Happy Budget Week! Or as we called it, Budget Olympics, in honor of Pyeongchang. We doubled down on the coffee and donuts so we could tackle the President’s Budget Request – which came out Monday morning – with the grit and determination of Mikaela Shiffrin bombing down the slope to grab the gold.
For over two decades we’ve tracked Congress and called out waste and misuse of taxpayer dollars. So we dove right into the President’s Budget Request, which is where an administration states its priorities – written in dollars and cents, increases and decreases in investment, spending, and debts – and backs all of that with the taxpayer’s dollars. You bet we have been going through it with a fine tooth comb. You can find all our coverage on our rolling budget analysis page, but if you’re looking for the short version, look no further.
Where to start, though?
How about the arrival of this budget request on the heels of a brief overnight shutdown? Last week’s nearly 700-page document busts the budget caps by $300 billion at a time when our national debt of $20.5 trillion already exceeds 100 percent of GDP. And yet the budget request that followed on its heels similarly ignores the spending limits and has an expensive wishlist – the border wall, increased defense spending, the perennial attempt to repeal Obamacare.
While the package contains some cuts to various programs, it contemplates adding $2 trillion to the debt in two years. And as anyone with debt can tell you, it’s the interest that gets you. Net interest to service the nation’s debt cost taxpayers $263 billion in 2017. That explodes to $761 billion in 2028, an increase of 189 percent. More than 12 percent of the federal budget will be spent to service the debt in 2028. Net interest will grow from being an amount equivalent to 22 percent of the discretionary budget to roughly 62 percent the size of defense and non-defense spending.
If that doesn’t make your head swim, we found other numbers that just go up and up.
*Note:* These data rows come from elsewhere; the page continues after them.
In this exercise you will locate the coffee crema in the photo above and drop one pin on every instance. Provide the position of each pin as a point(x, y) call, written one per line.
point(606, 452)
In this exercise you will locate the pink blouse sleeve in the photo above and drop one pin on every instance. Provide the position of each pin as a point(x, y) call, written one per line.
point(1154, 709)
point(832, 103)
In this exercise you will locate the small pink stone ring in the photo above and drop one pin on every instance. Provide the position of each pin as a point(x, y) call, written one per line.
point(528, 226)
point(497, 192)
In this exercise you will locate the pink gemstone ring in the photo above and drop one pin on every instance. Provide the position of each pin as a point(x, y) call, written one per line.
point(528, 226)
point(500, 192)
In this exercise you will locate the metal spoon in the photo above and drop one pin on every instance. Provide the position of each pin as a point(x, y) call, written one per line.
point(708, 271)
The Department of Homeland Security is one of only three federal departments whose funding is significantly increased (the other two being Defense and Veterans Affairs). Meanwhile, not a single program in either the Pentagon’s $597 billion base budget or the $69 billion warfighting budget seems to need even the slightest trim. Then there’s OCO, that Pentagon slush fund which claims a whopping $69 billion of the Pentagon’s total $686 billion, and would be the fourth largest agency, if it were one. And finally, there’s the M-1 Abrams tank, that decades old weapon system that the Pentagon used to want to get rid of, but now are using it as a place to stash extra cash.
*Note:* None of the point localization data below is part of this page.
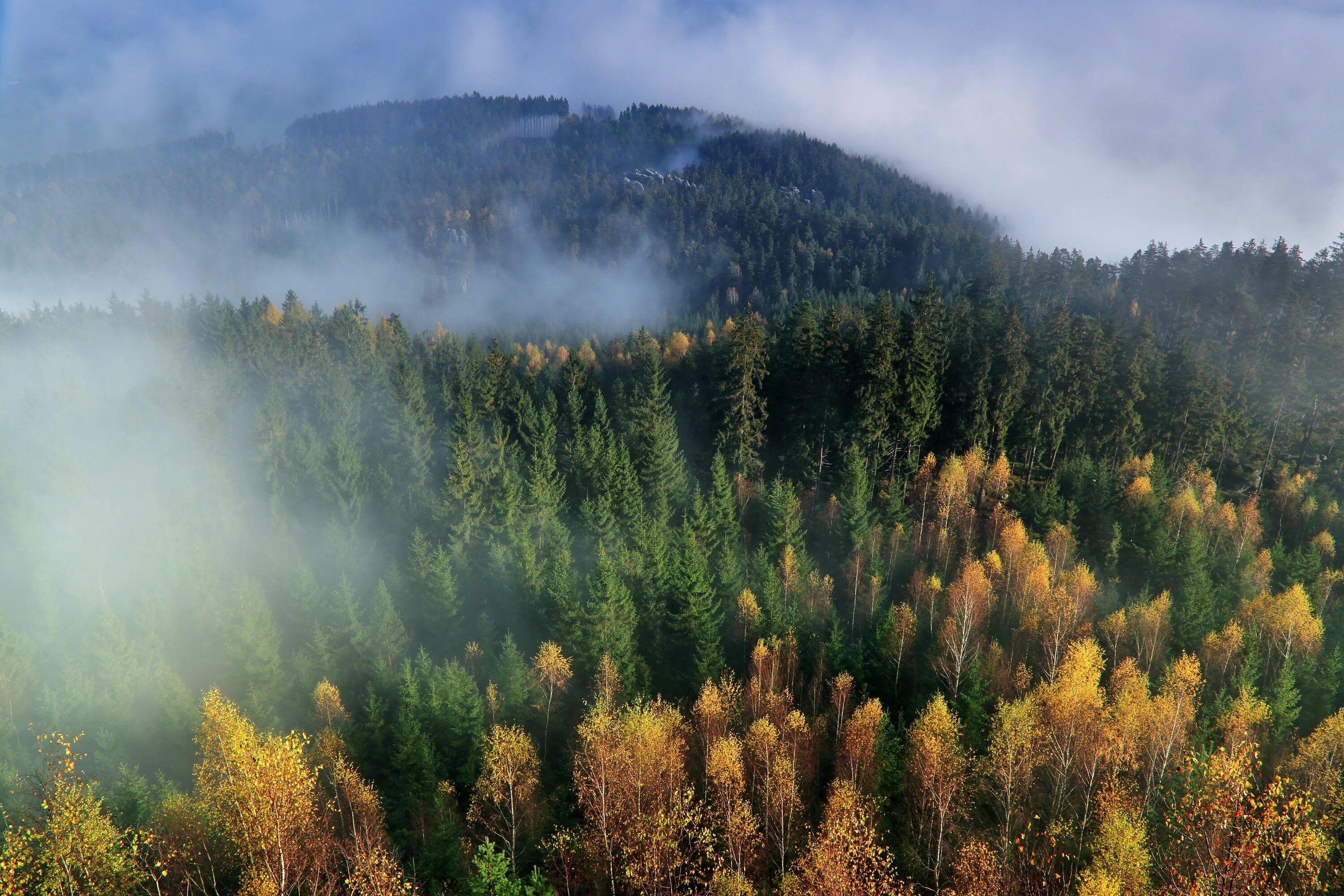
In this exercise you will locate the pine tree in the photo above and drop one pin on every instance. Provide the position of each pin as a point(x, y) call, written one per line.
point(410, 436)
point(612, 621)
point(924, 362)
point(877, 382)
point(699, 609)
point(654, 439)
point(784, 517)
point(741, 398)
It’s a bit like the energy loan guarantee program, which has been killed – again. No really, again. The administration called for an end to it last year, but then they changed their minds with last summer’s loan guarantee to bail out the nuclear boondoggle that is the Vogtle Project, and then again this week. The “Department of Energy is talking out both sides of its mouth.” At least we had those numbers. We are still missing details in the DOE’s budget justification. It’s only been a week.
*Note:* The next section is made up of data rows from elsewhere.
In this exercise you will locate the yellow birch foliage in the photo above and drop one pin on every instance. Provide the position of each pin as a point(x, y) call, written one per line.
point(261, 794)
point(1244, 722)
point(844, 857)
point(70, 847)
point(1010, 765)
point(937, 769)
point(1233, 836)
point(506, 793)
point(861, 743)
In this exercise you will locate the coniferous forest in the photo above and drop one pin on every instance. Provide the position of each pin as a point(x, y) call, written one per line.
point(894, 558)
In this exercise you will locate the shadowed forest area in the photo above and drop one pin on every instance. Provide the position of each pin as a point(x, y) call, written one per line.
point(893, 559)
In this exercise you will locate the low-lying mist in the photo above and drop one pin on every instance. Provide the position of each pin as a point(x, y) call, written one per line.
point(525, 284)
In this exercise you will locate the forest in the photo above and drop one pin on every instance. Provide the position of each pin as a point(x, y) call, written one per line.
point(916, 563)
There’s a litany of waste, inefficiency, and questionable spending – Regional Development Commissions – cut in last year’s budget, fully funded this year; a request of more than $6.5 billion for various flavors of “border security,” And there are howlers – like $867 million to “modernize” the already modern F-22 Raptor. That’s a pretty expensive nose job.
But we’re not total pessimists. It’s somewhat necessary to have the optimism and fortitude of the American Biathlon Team to be in the watchdogging business. And we’re finding things to be hopeful about. Common sense savings in crop insurance, biofuels and biomass on the chopping block – where they belong, an axe to the Mixed Oxide Fuel Fabrication Facility, a budget request of zeroes for the Small Modular Reactor Licensing Technical Support program – which we have long said should end, and more.
We’re not done looking at the budget. It’s a weighty document with some big numbers that will take more than a week and a double order of caffeine. But we’re up for it, and we’ll have more analysis next week. In the meantime, take a look and what we have so far. And in case you’re looking for a refresher, at the top is an introduction to the FY19 Presidential Budget, and the actual budget process explained. The better to appreciate how broken our current appropriations system is, and why we’re not giving up the green eyeshades, ever.
Who knows what other howlers of waste lie in the budget, waiting to be called out?